Data Loss Protection

  • Migrations marked with DataLoss: true require explicit user consent
  • Automatic backups created before destructive operations
  • Warning messages displayed during upgrade process
  • Rollback SQL provided where possible

Example Migration Sequence

var migrations = []Migration{
    {
        Version:     1,
        Description: "Initial schema with aircraft history",
        Up:          createInitialSchema,
        DataLoss:    false,
    },
    {
        Version:     2,
        Description: "Add OpenFlights airline and airport data",
        Up:          addAviationTables,
        DataLoss:    false,
    },
    {
        Version:     3,
        Description: "Add callsign lookup cache",
        Up:          addCallsignCache,
        DataLoss:    false,
    },
}

Data Sources and Loading

SkyView supports multiple aviation data sources with automatic conflict resolution and license compliance.

Supported Data Sources

OpenFlights Airlines Database

  • Source: https://openflights.org/data.html
  • License: Open Database License (ODbL) 1.0
  • Content: Global airline data with ICAO/IATA codes, callsigns, and country information
  • Records: ~6,162 airlines
  • Update Method: Runtime download (no license confirmation required)

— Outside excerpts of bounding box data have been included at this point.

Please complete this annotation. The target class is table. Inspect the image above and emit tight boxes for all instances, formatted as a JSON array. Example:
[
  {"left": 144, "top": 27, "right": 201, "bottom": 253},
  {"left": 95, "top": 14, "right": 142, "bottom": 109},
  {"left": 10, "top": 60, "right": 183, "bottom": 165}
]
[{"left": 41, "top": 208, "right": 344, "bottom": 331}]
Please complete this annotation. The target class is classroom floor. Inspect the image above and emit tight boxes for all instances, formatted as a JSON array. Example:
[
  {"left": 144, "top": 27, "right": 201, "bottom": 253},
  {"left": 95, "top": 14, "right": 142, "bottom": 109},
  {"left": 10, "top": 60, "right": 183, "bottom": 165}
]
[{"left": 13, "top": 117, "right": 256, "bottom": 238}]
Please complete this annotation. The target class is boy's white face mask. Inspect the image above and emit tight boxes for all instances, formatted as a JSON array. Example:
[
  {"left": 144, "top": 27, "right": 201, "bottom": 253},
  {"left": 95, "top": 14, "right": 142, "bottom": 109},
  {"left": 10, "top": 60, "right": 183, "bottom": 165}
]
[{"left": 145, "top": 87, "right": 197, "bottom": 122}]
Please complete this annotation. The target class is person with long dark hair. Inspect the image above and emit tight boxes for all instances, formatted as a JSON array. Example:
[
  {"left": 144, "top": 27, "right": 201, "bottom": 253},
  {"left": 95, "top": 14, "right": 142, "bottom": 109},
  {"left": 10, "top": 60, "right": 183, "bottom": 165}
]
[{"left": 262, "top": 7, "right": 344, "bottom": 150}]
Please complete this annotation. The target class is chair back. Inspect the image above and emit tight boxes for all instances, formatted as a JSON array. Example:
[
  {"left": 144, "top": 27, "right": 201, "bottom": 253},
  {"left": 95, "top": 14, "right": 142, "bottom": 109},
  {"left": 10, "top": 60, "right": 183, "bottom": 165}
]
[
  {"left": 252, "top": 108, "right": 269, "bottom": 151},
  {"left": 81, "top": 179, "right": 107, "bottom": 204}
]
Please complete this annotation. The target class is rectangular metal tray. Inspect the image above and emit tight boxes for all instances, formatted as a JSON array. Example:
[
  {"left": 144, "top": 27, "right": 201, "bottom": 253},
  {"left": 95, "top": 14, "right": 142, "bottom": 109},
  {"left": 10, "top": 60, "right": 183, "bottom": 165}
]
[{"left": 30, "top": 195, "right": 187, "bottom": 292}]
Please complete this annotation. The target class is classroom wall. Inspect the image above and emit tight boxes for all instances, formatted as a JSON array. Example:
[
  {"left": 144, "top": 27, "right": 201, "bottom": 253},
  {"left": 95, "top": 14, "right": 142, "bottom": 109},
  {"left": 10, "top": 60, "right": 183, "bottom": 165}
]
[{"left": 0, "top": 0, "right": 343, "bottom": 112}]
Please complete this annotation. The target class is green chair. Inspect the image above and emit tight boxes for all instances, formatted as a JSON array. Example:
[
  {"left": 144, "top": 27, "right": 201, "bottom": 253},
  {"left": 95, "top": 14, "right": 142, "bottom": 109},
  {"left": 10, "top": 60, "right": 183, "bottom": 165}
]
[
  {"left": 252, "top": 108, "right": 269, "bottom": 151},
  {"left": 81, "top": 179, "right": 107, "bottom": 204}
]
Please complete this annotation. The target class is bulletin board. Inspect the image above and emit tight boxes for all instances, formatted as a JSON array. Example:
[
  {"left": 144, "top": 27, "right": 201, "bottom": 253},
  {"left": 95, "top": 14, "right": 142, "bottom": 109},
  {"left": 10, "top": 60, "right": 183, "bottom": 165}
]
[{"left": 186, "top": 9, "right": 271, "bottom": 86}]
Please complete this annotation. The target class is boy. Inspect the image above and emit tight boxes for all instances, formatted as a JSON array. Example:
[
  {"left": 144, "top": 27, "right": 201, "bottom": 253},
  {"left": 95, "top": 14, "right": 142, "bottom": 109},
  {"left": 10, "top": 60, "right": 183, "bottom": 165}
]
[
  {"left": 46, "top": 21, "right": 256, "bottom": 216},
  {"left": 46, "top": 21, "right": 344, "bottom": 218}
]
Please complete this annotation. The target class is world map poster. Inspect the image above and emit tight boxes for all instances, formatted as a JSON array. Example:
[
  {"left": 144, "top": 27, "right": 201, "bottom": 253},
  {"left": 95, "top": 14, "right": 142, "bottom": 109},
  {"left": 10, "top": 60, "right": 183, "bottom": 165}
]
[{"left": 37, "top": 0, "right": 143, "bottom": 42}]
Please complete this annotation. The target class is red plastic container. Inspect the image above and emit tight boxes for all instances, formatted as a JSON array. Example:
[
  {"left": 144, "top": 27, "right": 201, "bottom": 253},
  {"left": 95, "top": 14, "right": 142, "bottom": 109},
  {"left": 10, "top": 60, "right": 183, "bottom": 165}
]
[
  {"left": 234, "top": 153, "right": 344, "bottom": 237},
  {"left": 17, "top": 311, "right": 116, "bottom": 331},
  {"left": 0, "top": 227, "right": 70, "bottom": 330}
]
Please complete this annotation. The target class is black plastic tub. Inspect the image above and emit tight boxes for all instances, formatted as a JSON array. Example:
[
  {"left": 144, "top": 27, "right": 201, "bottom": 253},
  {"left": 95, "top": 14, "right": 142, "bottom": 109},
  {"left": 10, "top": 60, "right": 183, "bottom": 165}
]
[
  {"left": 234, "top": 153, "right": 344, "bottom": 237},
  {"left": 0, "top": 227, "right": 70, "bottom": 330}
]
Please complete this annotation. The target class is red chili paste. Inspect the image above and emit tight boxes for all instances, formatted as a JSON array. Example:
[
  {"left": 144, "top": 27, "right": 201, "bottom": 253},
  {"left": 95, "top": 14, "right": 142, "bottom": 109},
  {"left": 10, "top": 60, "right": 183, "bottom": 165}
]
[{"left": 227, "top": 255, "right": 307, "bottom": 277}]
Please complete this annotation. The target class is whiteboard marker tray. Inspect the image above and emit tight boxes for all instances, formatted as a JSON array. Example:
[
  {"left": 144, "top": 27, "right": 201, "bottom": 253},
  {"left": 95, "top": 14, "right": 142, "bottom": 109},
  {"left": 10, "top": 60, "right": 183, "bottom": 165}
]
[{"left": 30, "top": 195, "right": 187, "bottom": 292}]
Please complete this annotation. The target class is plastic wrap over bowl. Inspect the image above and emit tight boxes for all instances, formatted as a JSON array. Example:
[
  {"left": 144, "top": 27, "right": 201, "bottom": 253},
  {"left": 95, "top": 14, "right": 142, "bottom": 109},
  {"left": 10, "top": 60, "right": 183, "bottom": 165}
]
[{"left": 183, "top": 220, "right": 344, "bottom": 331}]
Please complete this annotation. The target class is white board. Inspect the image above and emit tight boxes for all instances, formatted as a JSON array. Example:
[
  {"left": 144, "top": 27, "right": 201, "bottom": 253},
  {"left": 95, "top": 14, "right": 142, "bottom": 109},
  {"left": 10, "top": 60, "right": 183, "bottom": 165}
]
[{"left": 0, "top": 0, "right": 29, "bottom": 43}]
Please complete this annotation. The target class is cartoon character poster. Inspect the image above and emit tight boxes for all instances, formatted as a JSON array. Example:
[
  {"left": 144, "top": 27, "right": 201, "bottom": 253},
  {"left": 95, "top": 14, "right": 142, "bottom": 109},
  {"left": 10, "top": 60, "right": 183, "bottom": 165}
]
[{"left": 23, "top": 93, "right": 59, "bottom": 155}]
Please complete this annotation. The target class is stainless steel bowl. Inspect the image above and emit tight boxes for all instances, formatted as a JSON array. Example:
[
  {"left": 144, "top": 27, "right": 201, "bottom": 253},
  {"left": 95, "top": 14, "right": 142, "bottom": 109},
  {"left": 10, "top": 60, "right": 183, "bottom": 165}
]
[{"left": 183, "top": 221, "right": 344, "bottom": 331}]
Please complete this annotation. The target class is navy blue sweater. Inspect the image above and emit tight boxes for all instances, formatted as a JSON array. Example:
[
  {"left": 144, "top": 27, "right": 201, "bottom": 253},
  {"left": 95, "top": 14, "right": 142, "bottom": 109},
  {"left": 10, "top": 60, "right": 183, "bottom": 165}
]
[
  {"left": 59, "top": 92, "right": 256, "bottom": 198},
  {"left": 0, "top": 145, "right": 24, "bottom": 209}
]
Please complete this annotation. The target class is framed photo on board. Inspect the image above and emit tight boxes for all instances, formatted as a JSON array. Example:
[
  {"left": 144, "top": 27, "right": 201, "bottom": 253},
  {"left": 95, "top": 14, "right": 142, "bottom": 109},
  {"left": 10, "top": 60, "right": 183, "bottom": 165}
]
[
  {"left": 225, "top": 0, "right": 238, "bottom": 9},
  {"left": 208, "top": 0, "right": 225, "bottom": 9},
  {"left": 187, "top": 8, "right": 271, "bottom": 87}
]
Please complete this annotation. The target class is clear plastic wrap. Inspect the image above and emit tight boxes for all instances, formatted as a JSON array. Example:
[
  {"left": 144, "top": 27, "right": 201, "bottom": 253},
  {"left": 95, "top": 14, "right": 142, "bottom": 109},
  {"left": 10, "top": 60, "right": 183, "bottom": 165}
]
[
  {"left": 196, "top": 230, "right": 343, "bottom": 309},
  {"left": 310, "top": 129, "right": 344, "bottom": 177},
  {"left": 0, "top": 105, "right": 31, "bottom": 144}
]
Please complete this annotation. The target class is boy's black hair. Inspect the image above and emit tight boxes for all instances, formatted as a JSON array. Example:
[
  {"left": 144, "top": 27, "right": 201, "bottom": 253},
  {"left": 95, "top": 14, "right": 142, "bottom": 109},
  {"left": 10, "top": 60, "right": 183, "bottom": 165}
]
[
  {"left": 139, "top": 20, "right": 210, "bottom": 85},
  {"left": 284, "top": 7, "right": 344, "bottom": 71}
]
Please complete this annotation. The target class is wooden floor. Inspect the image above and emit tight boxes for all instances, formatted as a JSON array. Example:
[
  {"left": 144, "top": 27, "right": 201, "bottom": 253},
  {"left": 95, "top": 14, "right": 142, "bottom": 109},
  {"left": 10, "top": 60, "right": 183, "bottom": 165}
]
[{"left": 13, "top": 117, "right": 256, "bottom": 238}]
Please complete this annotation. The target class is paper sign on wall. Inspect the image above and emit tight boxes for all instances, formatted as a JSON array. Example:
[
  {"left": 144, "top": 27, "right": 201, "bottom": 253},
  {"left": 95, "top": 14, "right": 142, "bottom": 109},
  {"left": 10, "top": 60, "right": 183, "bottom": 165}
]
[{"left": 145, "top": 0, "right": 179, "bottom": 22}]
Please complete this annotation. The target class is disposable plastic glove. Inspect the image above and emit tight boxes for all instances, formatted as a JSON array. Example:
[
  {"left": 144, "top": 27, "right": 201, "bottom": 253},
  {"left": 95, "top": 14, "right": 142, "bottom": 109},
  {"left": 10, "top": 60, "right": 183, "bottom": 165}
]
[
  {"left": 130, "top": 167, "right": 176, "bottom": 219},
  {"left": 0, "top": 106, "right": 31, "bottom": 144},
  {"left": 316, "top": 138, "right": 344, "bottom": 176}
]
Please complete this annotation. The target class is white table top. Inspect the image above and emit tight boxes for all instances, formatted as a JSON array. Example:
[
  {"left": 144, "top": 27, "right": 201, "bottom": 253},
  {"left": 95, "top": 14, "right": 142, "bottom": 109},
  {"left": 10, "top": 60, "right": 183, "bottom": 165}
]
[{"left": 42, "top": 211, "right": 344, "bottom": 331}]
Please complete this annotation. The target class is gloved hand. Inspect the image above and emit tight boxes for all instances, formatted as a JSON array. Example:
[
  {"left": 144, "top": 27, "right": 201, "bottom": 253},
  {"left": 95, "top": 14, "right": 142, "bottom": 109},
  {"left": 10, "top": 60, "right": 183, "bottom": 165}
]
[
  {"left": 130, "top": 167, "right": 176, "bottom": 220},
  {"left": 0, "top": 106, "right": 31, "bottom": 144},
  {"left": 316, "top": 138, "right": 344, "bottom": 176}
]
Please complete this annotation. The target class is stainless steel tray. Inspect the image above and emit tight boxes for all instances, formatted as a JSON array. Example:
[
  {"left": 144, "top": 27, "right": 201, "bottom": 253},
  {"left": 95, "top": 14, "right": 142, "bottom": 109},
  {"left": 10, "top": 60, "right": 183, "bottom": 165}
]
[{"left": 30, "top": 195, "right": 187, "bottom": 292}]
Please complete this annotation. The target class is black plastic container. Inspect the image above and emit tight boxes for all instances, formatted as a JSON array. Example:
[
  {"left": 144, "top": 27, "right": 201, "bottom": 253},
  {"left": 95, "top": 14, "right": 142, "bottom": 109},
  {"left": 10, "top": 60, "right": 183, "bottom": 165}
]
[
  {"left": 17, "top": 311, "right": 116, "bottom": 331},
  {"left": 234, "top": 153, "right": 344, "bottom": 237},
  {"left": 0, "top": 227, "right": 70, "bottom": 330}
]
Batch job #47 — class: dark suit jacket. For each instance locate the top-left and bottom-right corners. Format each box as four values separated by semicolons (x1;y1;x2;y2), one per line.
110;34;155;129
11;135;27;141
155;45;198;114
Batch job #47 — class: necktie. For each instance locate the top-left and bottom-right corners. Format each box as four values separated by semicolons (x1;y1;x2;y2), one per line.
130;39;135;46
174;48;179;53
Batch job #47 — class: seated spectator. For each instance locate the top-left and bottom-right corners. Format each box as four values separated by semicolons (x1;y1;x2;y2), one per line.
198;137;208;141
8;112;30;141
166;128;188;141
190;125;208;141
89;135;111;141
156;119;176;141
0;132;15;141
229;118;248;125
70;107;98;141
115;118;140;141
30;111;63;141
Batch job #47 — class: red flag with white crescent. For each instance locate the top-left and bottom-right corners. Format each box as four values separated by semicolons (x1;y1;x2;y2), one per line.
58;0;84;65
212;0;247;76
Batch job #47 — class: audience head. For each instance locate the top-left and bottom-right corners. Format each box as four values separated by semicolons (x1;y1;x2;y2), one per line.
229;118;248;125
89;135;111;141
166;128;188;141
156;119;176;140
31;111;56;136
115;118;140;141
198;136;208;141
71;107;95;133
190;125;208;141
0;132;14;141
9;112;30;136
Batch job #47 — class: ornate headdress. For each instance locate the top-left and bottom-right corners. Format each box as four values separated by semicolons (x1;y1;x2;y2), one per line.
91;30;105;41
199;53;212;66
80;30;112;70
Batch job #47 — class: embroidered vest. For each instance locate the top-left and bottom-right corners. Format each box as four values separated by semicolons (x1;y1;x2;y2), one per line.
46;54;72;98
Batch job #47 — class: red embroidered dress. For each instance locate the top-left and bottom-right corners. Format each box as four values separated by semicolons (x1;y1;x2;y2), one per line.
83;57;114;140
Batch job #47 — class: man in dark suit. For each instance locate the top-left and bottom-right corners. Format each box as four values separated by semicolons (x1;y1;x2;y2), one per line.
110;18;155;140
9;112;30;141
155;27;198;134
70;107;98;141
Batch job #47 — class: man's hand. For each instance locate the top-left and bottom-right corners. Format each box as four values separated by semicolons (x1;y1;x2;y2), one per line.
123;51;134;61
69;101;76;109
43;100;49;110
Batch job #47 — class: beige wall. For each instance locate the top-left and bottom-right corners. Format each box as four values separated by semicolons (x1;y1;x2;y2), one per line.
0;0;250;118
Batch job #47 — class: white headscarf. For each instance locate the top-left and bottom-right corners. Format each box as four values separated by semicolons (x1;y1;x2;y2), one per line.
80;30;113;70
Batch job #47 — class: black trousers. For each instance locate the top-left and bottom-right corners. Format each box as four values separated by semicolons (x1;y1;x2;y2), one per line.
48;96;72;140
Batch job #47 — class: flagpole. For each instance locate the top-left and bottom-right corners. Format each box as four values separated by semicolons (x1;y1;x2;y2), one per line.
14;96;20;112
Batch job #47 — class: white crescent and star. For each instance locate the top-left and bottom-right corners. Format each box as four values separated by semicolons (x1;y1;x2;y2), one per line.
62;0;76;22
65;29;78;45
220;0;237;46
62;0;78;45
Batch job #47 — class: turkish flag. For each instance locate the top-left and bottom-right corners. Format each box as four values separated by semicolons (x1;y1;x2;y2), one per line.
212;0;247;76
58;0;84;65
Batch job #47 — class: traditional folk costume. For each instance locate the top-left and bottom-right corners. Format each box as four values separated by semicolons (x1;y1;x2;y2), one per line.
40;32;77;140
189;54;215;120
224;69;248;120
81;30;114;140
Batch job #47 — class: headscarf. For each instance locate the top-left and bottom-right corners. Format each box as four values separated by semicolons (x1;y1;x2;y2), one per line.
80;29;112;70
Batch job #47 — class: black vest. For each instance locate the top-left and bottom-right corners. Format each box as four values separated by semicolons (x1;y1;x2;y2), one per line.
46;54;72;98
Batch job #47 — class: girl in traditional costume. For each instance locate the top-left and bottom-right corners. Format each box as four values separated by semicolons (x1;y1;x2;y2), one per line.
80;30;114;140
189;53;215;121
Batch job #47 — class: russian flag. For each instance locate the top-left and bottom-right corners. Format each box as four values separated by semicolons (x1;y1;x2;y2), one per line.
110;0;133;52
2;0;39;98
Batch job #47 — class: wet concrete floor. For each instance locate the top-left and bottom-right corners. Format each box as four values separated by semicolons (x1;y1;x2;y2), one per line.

OpenFlights Airports Database

  • Source: https://openflights.org/data.html
  • License: Open Database License (ODbL) 1.0
  • Content: Global airport data with coordinates, codes, and metadata
  • Records: ~7,698 airports
  • Update Method: Runtime download

OurAirports Database

  • Source: https://ourairports.com/data/
  • License: Creative Commons Zero (CC0) 1.0
  • Content: Comprehensive airport database with detailed metadata
  • Records: ~83,557 airports
  • Update Method: Runtime download

Data Loading System

Intelligent Conflict Resolution

The data loading system uses INSERT OR REPLACE upserts to handle overlapping data:

INSERT OR REPLACE INTO airlines (id, name, alias, iata_code, icao_code, callsign, country, active, data_source)
VALUES (?, ?, ?, ?, ?, ?, ?, ?, ?)

This ensures that:

  • Duplicate records are automatically updated rather than causing errors
  • Later data sources can override earlier ones
  • Database integrity is maintained during bulk loads

Loading Process

  1. Source Validation: Verify data source accessibility and format
  2. Incremental Processing: Process data in chunks to manage memory
  3. Error Handling: Log and continue on individual record errors
  4. Statistics Reporting: Track records processed, added, and errors
  5. Source Tracking: Record metadata about each loaded source

Performance Characteristics

  • OpenFlights Airlines: ~6,162 records in ~363ms
  • OpenFlights Airports: ~7,698 records in ~200ms
  • OurAirports: ~83,557 records in ~980ms
  • Error Rate: <0.1% under normal conditions

Configuration Integration

Database Configuration

{
  "database": {
    "path": "/var/lib/skyview-adsb/skyview.db",
    "max_history_days": 7,
    "backup_on_upgrade": true,
    "vacuum_interval": "24h",
    "page_size": 4096
  },
  "callsign": {
    "enabled": true,
    "cache_hours": 24,
    "external_apis": true,
    "privacy_mode": false
  }
}

Configuration Fields

database

  • path: Database file location (empty = auto-resolve)
  • max_history_days: Retention policy for aircraft history (0 = unlimited)
  • backup_on_upgrade: Create backup before schema migrations

callsign

  • enabled: Enable callsign enhancement features
  • cache_hours: TTL for cached external API results
  • privacy_mode: Disable all external data requests
  • sources: Independent control for each data source

Enhanced Configuration Example

{
  "callsign": {
    "enabled": true,
    "cache_hours": 24,
    "privacy_mode": false,
    "sources": {
      "openflights_embedded": {
        "enabled": true,
        "priority": 1,
        "license": "AGPL-3.0"
      },
      "faa_registry": {
        "enabled": false,
        "priority": 2,
        "update_frequency": "weekly",
        "license": "public_domain"
      },
      "opensky_api": {
        "enabled": false,
        "priority": 3,
        "timeout_seconds": 5,
        "max_retries": 2,
        "requires_consent": true,
        "license_warning": "Commercial use requires OpenSky Network consent",
        "user_accepts_terms": false
      },
      "custom_database": {
        "enabled": false,
        "priority": 4,
        "path": "",
        "license": "user_verified"
      }
    },
    "fallback_chain": ["openflights_embedded", "faa_registry", "opensky_api", "custom_database"]
  }
}

Individual Source Configuration Options

  • enabled: Enable/disable this specific source
  • priority: Processing order (lower numbers = higher priority)
  • license: License type for compliance tracking
  • requires_consent: Whether source requires explicit user consent
  • user_accepts_terms: User acknowledgment of licensing terms
  • timeout_seconds: Per-source timeout configuration
  • max_retries: Per-source retry limits
  • update_frequency: For downloadable sources (daily/weekly/monthly)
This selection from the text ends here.